Many forms of nasopharyngeal cancers can be cured if they are found and treated early. The success of nasopharyngeal cancer treatment depends on various factors, including the location and stage of the tumour.

If the cancer is located only in the nasopharynx, the 5-year survival rate is 80-90%. However, if the cancer cells have spread to nearby tissues or organs and/or regional lymph nodes, the 5-year survival rate drops to 60-70%. If there is further spread of the cancer cells to other parts of the body, the 5-year survival rate is 20-30%. This is why early detection and prompt nasopharyngeal cancer treatmen are essential.

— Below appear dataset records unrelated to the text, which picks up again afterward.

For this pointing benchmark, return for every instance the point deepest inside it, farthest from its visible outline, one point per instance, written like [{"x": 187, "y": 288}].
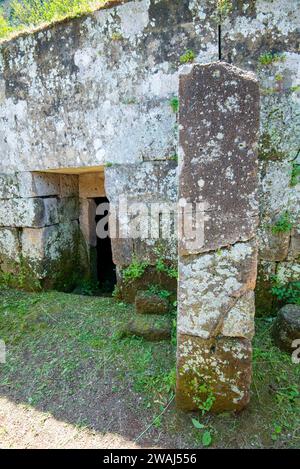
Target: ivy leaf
[
  {"x": 206, "y": 438},
  {"x": 197, "y": 424}
]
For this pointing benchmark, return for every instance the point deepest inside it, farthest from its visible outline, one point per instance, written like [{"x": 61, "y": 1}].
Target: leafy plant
[
  {"x": 197, "y": 424},
  {"x": 135, "y": 270},
  {"x": 162, "y": 266},
  {"x": 295, "y": 176},
  {"x": 188, "y": 57},
  {"x": 224, "y": 8},
  {"x": 174, "y": 103},
  {"x": 269, "y": 58},
  {"x": 206, "y": 438},
  {"x": 5, "y": 28},
  {"x": 157, "y": 290},
  {"x": 283, "y": 224},
  {"x": 289, "y": 293}
]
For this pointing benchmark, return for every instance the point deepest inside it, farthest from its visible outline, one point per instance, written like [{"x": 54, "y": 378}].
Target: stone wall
[
  {"x": 96, "y": 90},
  {"x": 39, "y": 230}
]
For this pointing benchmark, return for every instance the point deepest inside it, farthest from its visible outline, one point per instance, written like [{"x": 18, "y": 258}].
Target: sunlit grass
[{"x": 27, "y": 14}]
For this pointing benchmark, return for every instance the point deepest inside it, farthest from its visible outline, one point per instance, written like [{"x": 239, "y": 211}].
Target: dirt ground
[{"x": 71, "y": 381}]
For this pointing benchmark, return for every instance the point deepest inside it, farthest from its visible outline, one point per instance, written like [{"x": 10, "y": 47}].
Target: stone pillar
[{"x": 219, "y": 123}]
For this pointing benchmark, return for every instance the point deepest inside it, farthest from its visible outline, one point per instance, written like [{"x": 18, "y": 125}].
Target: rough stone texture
[
  {"x": 91, "y": 185},
  {"x": 209, "y": 287},
  {"x": 288, "y": 272},
  {"x": 9, "y": 249},
  {"x": 274, "y": 247},
  {"x": 263, "y": 296},
  {"x": 286, "y": 327},
  {"x": 96, "y": 89},
  {"x": 87, "y": 221},
  {"x": 221, "y": 364},
  {"x": 35, "y": 212},
  {"x": 218, "y": 155},
  {"x": 218, "y": 119},
  {"x": 69, "y": 185},
  {"x": 149, "y": 327},
  {"x": 45, "y": 248},
  {"x": 127, "y": 289},
  {"x": 154, "y": 184},
  {"x": 38, "y": 184},
  {"x": 294, "y": 251},
  {"x": 150, "y": 303}
]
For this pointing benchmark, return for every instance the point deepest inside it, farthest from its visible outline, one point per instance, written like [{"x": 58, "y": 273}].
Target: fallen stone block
[
  {"x": 150, "y": 303},
  {"x": 286, "y": 327},
  {"x": 69, "y": 185},
  {"x": 152, "y": 328}
]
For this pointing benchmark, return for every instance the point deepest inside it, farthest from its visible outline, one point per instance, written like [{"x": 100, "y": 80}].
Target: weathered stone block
[
  {"x": 9, "y": 249},
  {"x": 87, "y": 221},
  {"x": 145, "y": 182},
  {"x": 286, "y": 327},
  {"x": 149, "y": 327},
  {"x": 68, "y": 209},
  {"x": 150, "y": 303},
  {"x": 273, "y": 247},
  {"x": 219, "y": 122},
  {"x": 219, "y": 368},
  {"x": 35, "y": 212},
  {"x": 239, "y": 321},
  {"x": 48, "y": 249},
  {"x": 288, "y": 272},
  {"x": 91, "y": 185},
  {"x": 9, "y": 186},
  {"x": 294, "y": 251},
  {"x": 69, "y": 185},
  {"x": 33, "y": 184},
  {"x": 264, "y": 300},
  {"x": 209, "y": 286}
]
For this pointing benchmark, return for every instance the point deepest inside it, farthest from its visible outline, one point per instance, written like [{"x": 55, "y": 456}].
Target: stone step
[
  {"x": 150, "y": 303},
  {"x": 153, "y": 328},
  {"x": 286, "y": 328}
]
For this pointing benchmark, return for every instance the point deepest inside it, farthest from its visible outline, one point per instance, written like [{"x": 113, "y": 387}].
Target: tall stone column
[{"x": 219, "y": 123}]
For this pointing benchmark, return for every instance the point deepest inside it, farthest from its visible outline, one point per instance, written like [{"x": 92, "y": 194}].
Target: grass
[
  {"x": 66, "y": 357},
  {"x": 27, "y": 14}
]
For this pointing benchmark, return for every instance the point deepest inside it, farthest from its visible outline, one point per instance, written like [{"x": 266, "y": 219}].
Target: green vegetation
[
  {"x": 295, "y": 89},
  {"x": 269, "y": 58},
  {"x": 26, "y": 14},
  {"x": 223, "y": 9},
  {"x": 284, "y": 223},
  {"x": 20, "y": 275},
  {"x": 188, "y": 57},
  {"x": 286, "y": 293},
  {"x": 135, "y": 270},
  {"x": 295, "y": 175},
  {"x": 157, "y": 290},
  {"x": 170, "y": 270},
  {"x": 66, "y": 357},
  {"x": 174, "y": 103}
]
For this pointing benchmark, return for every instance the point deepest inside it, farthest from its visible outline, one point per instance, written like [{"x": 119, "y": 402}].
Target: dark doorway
[{"x": 106, "y": 269}]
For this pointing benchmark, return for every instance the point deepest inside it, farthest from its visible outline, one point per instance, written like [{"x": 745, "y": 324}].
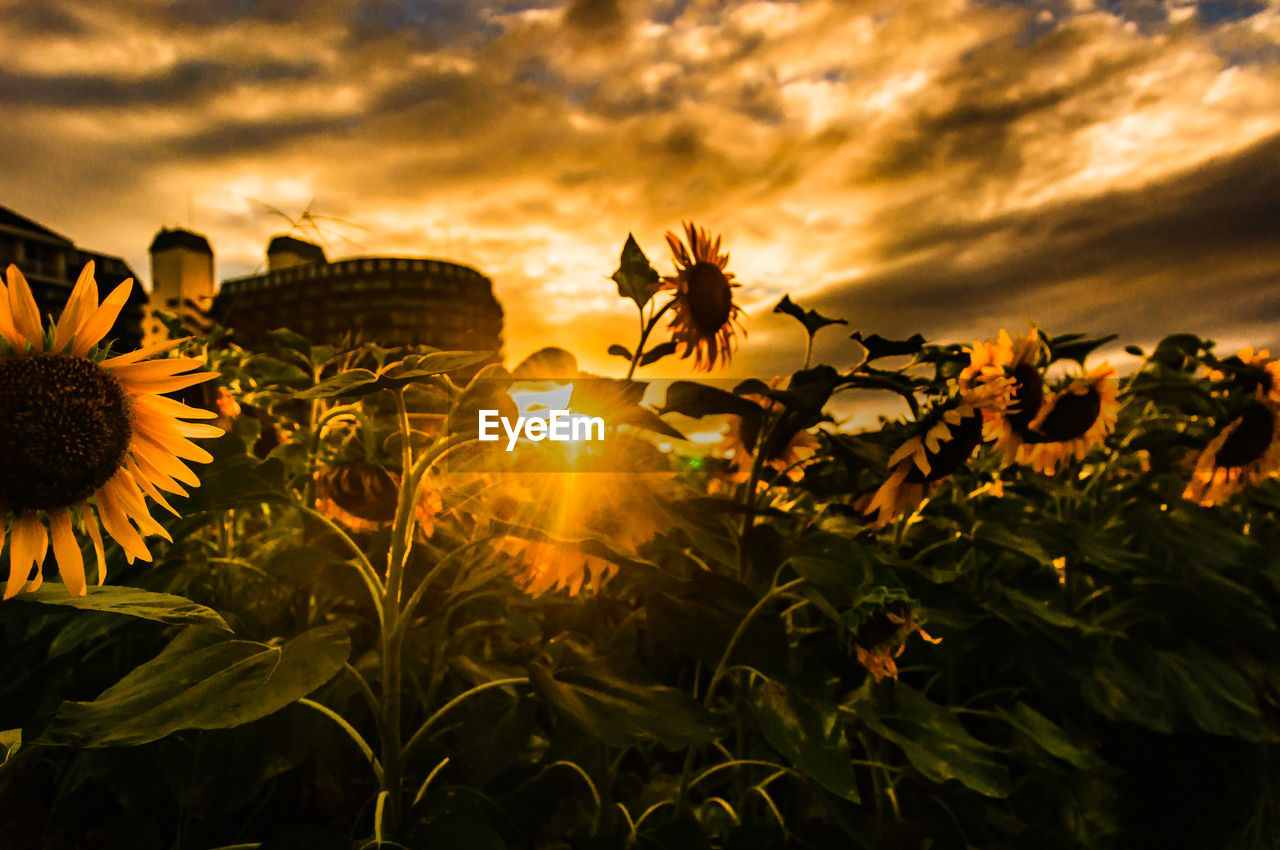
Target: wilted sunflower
[
  {"x": 946, "y": 442},
  {"x": 86, "y": 437},
  {"x": 705, "y": 315},
  {"x": 1016, "y": 360},
  {"x": 1072, "y": 421},
  {"x": 881, "y": 638},
  {"x": 1243, "y": 453},
  {"x": 362, "y": 497}
]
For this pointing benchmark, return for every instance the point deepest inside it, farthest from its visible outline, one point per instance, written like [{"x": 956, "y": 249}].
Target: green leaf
[
  {"x": 201, "y": 680},
  {"x": 812, "y": 320},
  {"x": 238, "y": 484},
  {"x": 622, "y": 707},
  {"x": 348, "y": 384},
  {"x": 936, "y": 743},
  {"x": 809, "y": 736},
  {"x": 1212, "y": 693},
  {"x": 135, "y": 602},
  {"x": 636, "y": 278},
  {"x": 880, "y": 347},
  {"x": 1047, "y": 735}
]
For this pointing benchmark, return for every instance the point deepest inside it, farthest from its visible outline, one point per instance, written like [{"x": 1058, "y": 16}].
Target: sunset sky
[{"x": 944, "y": 167}]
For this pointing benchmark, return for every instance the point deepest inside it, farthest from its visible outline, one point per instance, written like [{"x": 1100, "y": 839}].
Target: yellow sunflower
[
  {"x": 85, "y": 438},
  {"x": 1013, "y": 359},
  {"x": 1072, "y": 421},
  {"x": 705, "y": 315},
  {"x": 944, "y": 446},
  {"x": 1242, "y": 455}
]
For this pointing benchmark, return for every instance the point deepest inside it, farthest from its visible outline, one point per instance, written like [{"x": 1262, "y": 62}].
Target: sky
[{"x": 940, "y": 167}]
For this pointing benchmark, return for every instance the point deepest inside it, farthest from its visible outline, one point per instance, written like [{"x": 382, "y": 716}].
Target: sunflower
[
  {"x": 362, "y": 497},
  {"x": 1242, "y": 455},
  {"x": 1016, "y": 360},
  {"x": 946, "y": 442},
  {"x": 705, "y": 315},
  {"x": 85, "y": 438},
  {"x": 881, "y": 638},
  {"x": 1072, "y": 421}
]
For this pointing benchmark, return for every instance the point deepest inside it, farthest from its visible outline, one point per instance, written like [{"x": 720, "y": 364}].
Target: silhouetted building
[
  {"x": 182, "y": 280},
  {"x": 51, "y": 263},
  {"x": 391, "y": 301}
]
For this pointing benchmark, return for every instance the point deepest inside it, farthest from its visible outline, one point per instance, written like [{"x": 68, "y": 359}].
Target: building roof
[
  {"x": 300, "y": 247},
  {"x": 8, "y": 218},
  {"x": 179, "y": 238}
]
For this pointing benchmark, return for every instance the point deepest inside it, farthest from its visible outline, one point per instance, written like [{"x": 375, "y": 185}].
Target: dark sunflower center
[
  {"x": 952, "y": 453},
  {"x": 1028, "y": 394},
  {"x": 711, "y": 298},
  {"x": 64, "y": 429},
  {"x": 365, "y": 490},
  {"x": 1072, "y": 416},
  {"x": 1249, "y": 439}
]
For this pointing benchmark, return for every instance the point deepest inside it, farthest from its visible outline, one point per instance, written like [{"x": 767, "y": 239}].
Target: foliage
[{"x": 736, "y": 658}]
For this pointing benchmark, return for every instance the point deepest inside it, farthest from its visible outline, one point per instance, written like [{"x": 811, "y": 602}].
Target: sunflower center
[
  {"x": 1072, "y": 416},
  {"x": 711, "y": 298},
  {"x": 1028, "y": 396},
  {"x": 952, "y": 453},
  {"x": 64, "y": 429},
  {"x": 1249, "y": 439}
]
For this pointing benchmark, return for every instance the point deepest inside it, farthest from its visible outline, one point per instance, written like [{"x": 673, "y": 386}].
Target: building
[
  {"x": 182, "y": 280},
  {"x": 51, "y": 263},
  {"x": 391, "y": 301}
]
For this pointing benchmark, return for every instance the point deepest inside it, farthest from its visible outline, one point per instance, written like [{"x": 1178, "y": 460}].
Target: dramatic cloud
[{"x": 931, "y": 165}]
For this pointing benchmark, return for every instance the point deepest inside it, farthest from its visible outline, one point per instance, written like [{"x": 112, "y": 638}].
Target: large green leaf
[
  {"x": 936, "y": 743},
  {"x": 624, "y": 707},
  {"x": 810, "y": 736},
  {"x": 201, "y": 680},
  {"x": 135, "y": 602},
  {"x": 636, "y": 278}
]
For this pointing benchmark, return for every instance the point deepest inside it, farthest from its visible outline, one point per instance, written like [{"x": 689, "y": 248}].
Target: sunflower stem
[{"x": 644, "y": 337}]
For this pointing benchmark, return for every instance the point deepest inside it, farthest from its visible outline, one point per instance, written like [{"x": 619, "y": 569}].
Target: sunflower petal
[
  {"x": 142, "y": 353},
  {"x": 96, "y": 537},
  {"x": 80, "y": 306},
  {"x": 26, "y": 548},
  {"x": 71, "y": 562},
  {"x": 23, "y": 311},
  {"x": 101, "y": 319}
]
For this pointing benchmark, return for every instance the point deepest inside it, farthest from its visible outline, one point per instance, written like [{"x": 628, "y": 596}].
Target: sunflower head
[
  {"x": 881, "y": 634},
  {"x": 1072, "y": 421},
  {"x": 705, "y": 315},
  {"x": 1242, "y": 455},
  {"x": 86, "y": 438}
]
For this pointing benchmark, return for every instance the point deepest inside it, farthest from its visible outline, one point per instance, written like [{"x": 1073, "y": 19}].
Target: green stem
[{"x": 644, "y": 337}]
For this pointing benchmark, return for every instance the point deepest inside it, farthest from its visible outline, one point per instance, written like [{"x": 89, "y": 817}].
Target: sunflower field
[{"x": 291, "y": 599}]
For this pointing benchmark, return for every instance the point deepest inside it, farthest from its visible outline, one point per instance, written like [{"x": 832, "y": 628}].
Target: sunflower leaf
[
  {"x": 636, "y": 278},
  {"x": 135, "y": 602},
  {"x": 658, "y": 352},
  {"x": 812, "y": 320},
  {"x": 201, "y": 680}
]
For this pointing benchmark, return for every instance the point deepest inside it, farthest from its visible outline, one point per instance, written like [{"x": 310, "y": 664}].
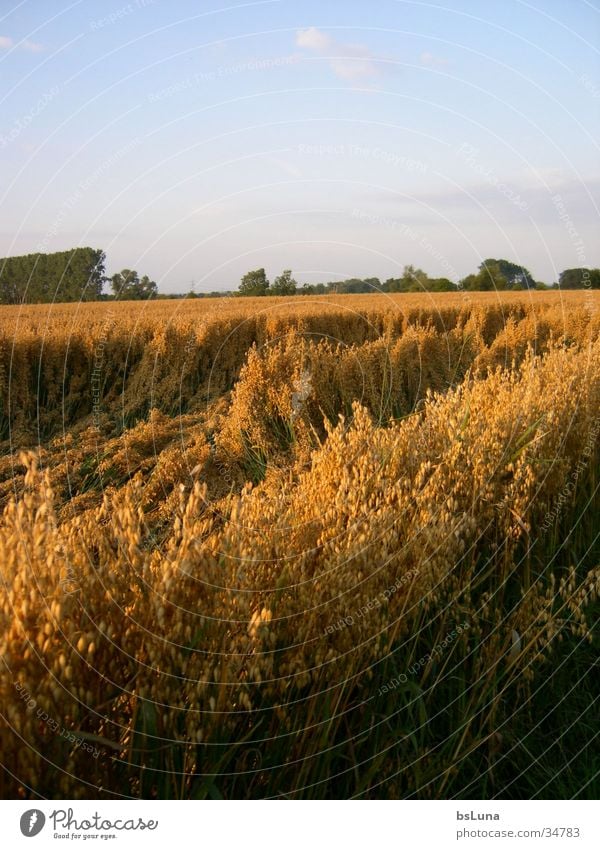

It is vital to note that the rate of growth of the cancerous cells depends on various factors, and it differs for every person. To slow down or eradicate the growth of these cancerous cells, early detection and administration of nasopharyngeal cancer treatment are pivotal.

Nasopharyngeal cancer is often aggressive and can grow and spread quickly. Usually, the earlier the disease is detected, the higher the success rate of curing the illness. This is because nasopharyngeal cancer treatment is most effective when administered promptly.

Cancer develops when one or more genetic mutations cause normal cells to grow out of control, invade the surrounding tissues, and eventually spread (metastasise) to other parts of the body. In nasopharyngeal carcinomas, this process begins in the mucosa cells that line the surface of the nasopharynx.

Yes, direct brain involvement from nasopharyngeal carcinomas can happen and may have severe neurological consequences. Therefore, it is crucial to detect the disease early to ensure that prompt nasopharyngeal cancer treatment is administered. This increases one’s chances of beating the disease.